The accumulative and maturative type of B-cell activation in synovitis: a new concept of B-cell activation in autoimmune diseases
© BioMed Central Ltd 2002
Received: 15 January 2002
Published: 4 February 2002
B-cells and plasma cells in chronic synovitis of osteoarthritis (OA), reactive arthritis (ReA) and rheumatoid arthritis (RA) show two different histological patterns: lymphoplasmacellular pattern and germinal centre (GC) pattern. To clarify what immunological mechanisms stands beyond these histological patterns, IgVh gene analysis from the B and plasma cells present in those patterns was performed.
IgVh gene repertoires were determined from RNA (OA = 5, ReA = 2, RA = 5), prepared from tissue cryosections and from isolated B-cells and plasma cells (plc) by micromanipulation. The B-cell environment was analysed immunohistochemically by detecting plc (IgM, IgG, IgA), B-lymphocytes (CD20) and Ki-67 positive (proliferating) cells.
In the lymphoplasmacellular pattern of OA (n = 5), somatically highly mutated IgVh genes (R/S: CDR=R/S = 5.3; Fr=R/S = 2.0) could be detected, but no clonal relation could be established amongst them. The plc of the GC pattern in ReA (n = 2) and RA (n = 5) revealed highly somatically mutated IgVh genes: R/S: CDr=R/S = 3.4; Fr=R/S = 1.7; and CD20+ B cells in germline configuration. A clonal relation between low mutated B cells and highly mutated plc could be established indicating a local clonal expansion. A proliferation of CD20+ B cells could only be observed in GC.
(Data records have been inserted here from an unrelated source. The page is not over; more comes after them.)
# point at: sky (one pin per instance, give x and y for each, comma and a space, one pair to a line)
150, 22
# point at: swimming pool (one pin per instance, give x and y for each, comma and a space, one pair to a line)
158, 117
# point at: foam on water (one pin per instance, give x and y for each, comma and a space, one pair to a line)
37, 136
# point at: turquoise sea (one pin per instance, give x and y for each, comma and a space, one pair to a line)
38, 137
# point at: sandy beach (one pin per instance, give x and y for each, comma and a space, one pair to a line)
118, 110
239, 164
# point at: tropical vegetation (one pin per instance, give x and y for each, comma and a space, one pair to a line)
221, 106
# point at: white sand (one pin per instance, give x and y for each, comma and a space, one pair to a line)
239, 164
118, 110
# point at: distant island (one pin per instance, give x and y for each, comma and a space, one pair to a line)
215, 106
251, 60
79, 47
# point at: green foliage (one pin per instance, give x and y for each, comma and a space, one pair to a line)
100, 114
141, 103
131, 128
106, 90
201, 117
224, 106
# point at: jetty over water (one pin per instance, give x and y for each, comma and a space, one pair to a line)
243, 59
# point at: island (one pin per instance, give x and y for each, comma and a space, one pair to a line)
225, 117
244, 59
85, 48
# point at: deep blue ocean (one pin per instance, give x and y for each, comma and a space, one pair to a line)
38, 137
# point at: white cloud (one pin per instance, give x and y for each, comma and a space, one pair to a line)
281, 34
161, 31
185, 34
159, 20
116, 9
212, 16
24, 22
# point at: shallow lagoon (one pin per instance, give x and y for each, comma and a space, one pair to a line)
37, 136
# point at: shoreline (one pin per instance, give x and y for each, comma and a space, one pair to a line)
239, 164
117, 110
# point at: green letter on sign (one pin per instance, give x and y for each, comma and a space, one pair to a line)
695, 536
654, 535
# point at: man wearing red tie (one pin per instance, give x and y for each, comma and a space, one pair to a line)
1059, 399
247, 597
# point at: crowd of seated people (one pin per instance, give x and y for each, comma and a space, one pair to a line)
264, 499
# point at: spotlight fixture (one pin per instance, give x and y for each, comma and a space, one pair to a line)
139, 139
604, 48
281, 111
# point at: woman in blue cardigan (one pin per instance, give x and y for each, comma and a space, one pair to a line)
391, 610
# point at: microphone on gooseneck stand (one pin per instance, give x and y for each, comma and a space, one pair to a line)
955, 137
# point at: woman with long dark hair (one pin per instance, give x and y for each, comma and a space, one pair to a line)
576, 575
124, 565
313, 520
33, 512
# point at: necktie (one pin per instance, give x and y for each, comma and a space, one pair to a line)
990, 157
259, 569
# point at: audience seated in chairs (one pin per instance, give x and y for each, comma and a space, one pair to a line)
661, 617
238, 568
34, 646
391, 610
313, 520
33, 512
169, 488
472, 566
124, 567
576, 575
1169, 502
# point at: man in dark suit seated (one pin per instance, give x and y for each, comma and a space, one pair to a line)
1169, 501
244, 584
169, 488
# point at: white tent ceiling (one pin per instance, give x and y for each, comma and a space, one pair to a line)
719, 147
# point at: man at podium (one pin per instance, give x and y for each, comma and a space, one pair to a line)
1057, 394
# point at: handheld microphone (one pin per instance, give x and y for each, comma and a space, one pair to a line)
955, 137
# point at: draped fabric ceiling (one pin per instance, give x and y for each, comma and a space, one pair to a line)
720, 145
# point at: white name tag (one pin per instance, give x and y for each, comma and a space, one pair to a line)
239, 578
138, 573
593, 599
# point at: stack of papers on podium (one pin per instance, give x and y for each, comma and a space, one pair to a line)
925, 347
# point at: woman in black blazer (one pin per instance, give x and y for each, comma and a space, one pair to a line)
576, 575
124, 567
Therefore, two different patterns of B-cell activation may be defined: (1)The accumulative type: already activated B cells migrate into the synovial tissue and accumulate there without further IgVh diversification. (2)The maturative type of B-cell proliferation with IgVh diversification occurring in a GC like reaction. The two different patterns of B-cell activation may reflect that different antigens are involved in autoimmune and degenerative diseases. Since in organ specific autoimmune diseases (RA, Morbus Sjögren, Morbus Basedow) a local germinal centre reaction takes place, it is likely that the B cells are expanded by disease specific antigens. The experimental expression of IgVh genes isolated from these germinal centre B cells may therefore lead to the identification of pathogenic organ specific antigens.